Namun, asa Semen Padang FC kembali hidup dua menit berselang, setelah Riski Novriansyah mencatatkan namanya di papan skor. Pendukung tuan rumah kembali bersorak pada menit 36 setelah Afriansyah berhasil memanfaatkan umpan silang dari Irsyad Maulana. Skor 2-1 bertahan sampai turun minum.
Mengawali babak kedua, baik Persita ataupun Semen Padang FC terlihat lebih hati-hati.
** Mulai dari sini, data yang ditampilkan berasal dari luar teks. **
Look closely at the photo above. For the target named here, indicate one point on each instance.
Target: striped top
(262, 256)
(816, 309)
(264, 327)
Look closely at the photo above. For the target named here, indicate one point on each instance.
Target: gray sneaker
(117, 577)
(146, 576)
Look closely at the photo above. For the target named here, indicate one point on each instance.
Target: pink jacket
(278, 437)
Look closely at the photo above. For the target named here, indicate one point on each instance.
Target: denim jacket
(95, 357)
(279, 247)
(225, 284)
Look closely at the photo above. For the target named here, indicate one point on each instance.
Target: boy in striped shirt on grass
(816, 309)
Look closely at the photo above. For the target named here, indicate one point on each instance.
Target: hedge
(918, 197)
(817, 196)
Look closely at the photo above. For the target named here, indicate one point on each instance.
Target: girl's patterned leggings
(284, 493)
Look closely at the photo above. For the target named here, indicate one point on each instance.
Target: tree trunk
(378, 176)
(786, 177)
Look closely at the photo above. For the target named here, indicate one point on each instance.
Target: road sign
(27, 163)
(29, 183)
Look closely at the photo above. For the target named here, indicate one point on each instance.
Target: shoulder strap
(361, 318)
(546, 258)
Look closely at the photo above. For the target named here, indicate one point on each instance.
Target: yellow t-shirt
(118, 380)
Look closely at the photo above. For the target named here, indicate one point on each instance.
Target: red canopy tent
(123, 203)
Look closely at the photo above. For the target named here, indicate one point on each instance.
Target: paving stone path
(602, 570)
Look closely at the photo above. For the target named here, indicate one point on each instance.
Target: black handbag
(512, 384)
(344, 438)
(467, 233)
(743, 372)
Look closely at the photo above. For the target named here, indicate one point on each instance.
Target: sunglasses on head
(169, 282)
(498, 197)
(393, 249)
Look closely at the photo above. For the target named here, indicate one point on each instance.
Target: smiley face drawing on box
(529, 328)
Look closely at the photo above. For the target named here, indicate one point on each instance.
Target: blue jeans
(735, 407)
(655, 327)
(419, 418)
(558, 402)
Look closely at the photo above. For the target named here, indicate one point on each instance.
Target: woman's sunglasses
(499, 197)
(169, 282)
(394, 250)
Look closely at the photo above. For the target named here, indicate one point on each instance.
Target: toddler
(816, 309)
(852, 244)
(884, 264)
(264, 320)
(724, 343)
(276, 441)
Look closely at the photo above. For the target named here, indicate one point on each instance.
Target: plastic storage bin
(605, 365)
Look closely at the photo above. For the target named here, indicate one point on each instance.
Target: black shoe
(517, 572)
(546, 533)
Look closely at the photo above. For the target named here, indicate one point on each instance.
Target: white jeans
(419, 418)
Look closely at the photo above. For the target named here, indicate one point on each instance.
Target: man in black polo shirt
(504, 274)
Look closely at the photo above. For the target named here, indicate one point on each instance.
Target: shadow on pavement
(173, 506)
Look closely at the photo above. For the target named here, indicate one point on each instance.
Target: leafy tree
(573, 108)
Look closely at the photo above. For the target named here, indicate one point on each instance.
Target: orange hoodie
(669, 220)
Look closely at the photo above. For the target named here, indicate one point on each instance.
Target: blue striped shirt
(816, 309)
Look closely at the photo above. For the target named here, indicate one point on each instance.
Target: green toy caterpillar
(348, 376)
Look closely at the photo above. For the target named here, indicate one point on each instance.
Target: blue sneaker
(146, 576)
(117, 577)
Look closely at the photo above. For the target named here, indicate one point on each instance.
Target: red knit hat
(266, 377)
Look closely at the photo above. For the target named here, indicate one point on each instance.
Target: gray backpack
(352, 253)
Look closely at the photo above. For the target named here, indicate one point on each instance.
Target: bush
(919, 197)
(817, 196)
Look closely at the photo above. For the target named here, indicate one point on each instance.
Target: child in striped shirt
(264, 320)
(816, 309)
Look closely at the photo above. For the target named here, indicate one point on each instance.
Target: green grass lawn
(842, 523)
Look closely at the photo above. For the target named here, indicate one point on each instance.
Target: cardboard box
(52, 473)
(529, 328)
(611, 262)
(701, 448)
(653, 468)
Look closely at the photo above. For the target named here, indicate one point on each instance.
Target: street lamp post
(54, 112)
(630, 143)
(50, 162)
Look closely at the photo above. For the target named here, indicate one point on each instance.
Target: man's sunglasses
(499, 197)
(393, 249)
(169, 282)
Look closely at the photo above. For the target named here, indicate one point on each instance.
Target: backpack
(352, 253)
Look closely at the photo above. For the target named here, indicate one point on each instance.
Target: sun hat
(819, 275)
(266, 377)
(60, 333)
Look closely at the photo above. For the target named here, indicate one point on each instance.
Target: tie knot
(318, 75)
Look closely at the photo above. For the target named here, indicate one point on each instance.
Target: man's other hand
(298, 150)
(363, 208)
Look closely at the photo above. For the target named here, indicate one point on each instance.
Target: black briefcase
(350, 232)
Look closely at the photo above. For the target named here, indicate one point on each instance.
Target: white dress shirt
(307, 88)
Tensi laga yang tinggi pada babak pertama sedikit menurun.
Gol yang ditunggu-tunggu publik tuan rumah baru didapatkan pada menit ke-60. Berawal dari solo run Abdulrahman Lestaluhu yang memberikan umpan kepada Riski Novriansyah yang diakhiri dengan shooting yang membentur kepada tangan pemain bertahan Persita.
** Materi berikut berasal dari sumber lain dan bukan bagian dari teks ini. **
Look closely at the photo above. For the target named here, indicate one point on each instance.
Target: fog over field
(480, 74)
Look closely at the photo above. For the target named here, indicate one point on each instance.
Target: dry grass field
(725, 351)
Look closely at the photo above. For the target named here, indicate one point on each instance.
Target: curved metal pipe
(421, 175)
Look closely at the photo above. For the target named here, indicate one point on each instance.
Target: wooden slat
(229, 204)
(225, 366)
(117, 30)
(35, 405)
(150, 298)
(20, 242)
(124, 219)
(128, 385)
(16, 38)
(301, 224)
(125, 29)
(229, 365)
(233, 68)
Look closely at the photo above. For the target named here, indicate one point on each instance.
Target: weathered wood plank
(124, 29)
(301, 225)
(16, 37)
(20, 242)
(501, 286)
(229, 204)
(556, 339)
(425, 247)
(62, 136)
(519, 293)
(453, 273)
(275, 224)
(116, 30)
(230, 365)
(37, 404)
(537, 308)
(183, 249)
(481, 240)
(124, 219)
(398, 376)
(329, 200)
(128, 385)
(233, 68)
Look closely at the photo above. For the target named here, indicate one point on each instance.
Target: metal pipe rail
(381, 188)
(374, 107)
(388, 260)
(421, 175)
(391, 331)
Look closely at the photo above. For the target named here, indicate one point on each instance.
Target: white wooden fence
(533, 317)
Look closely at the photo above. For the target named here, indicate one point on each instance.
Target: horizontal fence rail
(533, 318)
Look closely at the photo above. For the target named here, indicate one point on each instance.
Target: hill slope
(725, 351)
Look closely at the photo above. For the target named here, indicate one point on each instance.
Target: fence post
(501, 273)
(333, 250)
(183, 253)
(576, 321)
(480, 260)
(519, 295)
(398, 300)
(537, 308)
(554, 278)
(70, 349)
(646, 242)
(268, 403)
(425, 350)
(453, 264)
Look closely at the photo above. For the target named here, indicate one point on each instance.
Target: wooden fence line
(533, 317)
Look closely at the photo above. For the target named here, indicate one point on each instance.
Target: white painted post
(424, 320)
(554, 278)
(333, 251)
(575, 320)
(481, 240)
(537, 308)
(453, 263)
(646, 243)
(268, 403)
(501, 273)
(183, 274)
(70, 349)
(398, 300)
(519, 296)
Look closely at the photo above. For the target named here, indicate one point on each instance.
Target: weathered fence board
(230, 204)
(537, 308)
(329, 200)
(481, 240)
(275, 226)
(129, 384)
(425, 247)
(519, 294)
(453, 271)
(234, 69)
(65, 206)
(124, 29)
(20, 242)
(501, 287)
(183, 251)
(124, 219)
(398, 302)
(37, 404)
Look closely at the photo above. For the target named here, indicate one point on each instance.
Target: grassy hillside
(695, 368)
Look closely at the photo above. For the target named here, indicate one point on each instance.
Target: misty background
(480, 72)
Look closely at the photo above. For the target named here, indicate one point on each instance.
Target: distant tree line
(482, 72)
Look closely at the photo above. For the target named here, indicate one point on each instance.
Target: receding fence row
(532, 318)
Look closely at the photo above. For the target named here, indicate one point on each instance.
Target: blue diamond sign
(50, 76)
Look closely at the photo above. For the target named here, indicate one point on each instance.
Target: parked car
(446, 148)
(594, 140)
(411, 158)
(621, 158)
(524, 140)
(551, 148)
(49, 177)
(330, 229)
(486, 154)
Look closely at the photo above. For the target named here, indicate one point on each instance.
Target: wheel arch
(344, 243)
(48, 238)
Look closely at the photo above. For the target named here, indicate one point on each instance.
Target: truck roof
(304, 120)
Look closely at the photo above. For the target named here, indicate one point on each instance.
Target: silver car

Irsyad Maulana yanh ditunjuk sebagai eksekutor tidak membuang-buang peluang. Kapten kedua Semen Padang FC ini dengan tenang mengecoh penjaga gawang dan membawa unggul Semen Padang FC 3-1. Beberapa peluang kembali tercipta usai gol ini, tapi skor 3-1 bertahan. Semen Padang unggul agregat 3-2 dari tamunya.
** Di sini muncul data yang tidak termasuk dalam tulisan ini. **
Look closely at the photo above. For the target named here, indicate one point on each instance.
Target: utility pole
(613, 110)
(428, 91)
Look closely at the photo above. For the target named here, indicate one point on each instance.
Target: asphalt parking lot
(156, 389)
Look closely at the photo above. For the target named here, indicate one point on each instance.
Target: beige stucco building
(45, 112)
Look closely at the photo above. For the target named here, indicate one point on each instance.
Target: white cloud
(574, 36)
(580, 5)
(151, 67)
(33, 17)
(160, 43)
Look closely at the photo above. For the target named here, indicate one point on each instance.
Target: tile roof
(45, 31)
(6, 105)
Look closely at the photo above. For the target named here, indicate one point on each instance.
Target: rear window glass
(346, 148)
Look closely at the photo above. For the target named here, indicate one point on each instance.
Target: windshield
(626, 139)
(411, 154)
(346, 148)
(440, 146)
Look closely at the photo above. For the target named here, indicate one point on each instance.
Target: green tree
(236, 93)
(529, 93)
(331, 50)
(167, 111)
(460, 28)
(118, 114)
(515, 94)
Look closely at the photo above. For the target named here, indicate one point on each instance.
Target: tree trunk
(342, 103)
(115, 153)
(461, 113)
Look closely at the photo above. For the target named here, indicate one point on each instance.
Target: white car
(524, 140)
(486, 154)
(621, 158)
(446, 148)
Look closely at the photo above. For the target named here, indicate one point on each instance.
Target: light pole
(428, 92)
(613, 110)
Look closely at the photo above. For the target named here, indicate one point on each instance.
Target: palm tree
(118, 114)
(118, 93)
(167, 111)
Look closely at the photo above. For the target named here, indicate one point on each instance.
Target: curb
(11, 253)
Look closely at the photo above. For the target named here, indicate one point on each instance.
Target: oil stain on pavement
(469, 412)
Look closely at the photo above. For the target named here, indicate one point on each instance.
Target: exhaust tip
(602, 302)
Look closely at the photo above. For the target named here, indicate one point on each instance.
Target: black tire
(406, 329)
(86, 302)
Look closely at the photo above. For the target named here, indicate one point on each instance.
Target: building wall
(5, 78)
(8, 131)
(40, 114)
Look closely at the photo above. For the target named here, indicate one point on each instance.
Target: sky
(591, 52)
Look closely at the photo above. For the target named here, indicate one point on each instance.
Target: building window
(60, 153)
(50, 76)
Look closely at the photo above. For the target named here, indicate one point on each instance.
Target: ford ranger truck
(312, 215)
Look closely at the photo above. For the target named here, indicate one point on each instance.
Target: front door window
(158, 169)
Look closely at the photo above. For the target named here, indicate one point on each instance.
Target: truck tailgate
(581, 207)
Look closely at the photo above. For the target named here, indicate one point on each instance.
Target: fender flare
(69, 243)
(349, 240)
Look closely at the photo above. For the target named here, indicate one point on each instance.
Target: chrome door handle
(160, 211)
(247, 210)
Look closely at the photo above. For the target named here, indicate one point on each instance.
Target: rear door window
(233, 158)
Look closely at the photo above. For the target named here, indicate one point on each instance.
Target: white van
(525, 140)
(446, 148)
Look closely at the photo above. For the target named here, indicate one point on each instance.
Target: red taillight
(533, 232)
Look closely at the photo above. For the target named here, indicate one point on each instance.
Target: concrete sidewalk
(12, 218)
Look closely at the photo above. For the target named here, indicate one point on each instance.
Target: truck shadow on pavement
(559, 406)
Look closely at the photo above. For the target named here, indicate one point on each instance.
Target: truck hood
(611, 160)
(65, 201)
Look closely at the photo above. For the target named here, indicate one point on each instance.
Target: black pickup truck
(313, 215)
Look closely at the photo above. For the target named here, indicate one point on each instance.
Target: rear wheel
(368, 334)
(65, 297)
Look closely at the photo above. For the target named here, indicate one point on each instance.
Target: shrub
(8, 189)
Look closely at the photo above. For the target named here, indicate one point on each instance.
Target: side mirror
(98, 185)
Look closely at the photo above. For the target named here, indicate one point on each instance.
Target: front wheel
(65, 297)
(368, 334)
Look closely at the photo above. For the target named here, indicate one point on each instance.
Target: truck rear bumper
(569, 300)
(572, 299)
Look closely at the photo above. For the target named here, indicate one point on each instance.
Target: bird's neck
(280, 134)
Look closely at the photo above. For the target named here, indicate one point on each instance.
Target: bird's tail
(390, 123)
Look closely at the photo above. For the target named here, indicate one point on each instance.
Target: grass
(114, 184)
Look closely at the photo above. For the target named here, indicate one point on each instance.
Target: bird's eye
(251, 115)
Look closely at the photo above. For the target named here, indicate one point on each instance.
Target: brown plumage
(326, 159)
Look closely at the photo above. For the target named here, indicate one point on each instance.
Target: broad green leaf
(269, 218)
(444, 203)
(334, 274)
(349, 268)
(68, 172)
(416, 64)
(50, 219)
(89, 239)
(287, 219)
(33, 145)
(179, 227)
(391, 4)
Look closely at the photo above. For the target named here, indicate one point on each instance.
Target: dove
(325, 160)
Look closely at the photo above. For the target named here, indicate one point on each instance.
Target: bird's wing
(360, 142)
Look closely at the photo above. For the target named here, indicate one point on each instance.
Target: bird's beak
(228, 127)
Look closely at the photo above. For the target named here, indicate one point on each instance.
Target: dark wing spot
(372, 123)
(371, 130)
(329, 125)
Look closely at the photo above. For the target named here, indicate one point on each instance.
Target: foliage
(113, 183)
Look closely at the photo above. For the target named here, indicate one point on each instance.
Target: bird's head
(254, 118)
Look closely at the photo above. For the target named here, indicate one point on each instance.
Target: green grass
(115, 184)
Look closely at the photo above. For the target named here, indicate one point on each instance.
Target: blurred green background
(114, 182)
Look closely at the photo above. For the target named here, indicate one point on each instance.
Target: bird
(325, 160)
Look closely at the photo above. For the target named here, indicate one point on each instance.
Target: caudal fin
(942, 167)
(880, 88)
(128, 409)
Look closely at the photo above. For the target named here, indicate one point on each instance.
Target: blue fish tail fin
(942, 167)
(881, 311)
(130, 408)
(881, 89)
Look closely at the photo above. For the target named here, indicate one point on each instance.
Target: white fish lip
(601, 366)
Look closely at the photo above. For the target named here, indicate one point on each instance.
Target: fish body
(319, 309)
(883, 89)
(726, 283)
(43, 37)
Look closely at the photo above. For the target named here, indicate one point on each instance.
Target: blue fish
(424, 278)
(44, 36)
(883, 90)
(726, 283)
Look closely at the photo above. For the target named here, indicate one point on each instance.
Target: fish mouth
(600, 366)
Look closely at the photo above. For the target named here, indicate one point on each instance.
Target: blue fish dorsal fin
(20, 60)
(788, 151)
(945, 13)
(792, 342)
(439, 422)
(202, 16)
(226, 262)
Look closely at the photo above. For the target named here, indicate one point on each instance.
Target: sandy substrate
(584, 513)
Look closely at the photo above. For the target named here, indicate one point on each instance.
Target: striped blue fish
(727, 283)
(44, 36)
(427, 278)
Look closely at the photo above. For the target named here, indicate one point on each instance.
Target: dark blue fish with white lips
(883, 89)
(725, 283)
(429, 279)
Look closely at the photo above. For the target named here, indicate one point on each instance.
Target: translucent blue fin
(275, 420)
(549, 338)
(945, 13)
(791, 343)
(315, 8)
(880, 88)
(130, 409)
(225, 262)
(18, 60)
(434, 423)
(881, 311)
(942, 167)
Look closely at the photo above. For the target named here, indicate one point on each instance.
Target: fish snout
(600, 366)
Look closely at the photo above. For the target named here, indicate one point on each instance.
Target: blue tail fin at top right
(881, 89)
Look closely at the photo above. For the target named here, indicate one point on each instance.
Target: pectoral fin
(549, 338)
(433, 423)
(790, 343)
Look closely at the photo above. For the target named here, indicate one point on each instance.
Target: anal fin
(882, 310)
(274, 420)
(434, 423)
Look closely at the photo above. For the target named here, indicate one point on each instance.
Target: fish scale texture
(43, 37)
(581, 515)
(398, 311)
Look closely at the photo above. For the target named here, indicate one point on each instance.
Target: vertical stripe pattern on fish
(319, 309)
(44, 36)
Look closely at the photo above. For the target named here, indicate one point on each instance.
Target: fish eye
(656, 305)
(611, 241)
Pelatih Kepala Semen Padang FC, Syafrianto Rusli mengatakan, sangat bersyukur dengan kemenangan dan kembali ke Liga 1 Indonesia.
”Alhamdulillah dan terima kasih kepada semua pihak baik dari masyarakat Sumbar dan semua media yang selalu memberikan dukungan. Tanpa dukungan semua ini pasti sangat sulit,” katanya saat konferensi pers usai pertandingan.
Ia mengatakan, satu hal yang terpenting bagi dirinya, yakni anak asuhnya kembali kepada permainan sebenarnya. “Bagaimana mereka bermain, cara pegang bola, umpan dan kepercayaan diri pemain,” sebutnya.
Sebelum permainan dimulai, kata Syafrianto, dirinya sudah sangat percaya diri. Keyakinan tersebut tidak terlepas dari semua pemain yang sangat percaya diri dan yakin. “Inilah yang membawa keyakinan untuk diri saya sendiri. Dan ini harus dibiasakan pada laga-laga selanjutnya,” katanya.
Selain itu, tidak adanya masalah internal antara pemain, pelatih, dan manajemen juga menjadi kunci untuk Semen Padang FC kembali ke Liga 1. Untuk perombakan tim, mantan pelatih PSPS Riau ini mengatakan, akan melihat perkembangan ke depan dari semua pemain.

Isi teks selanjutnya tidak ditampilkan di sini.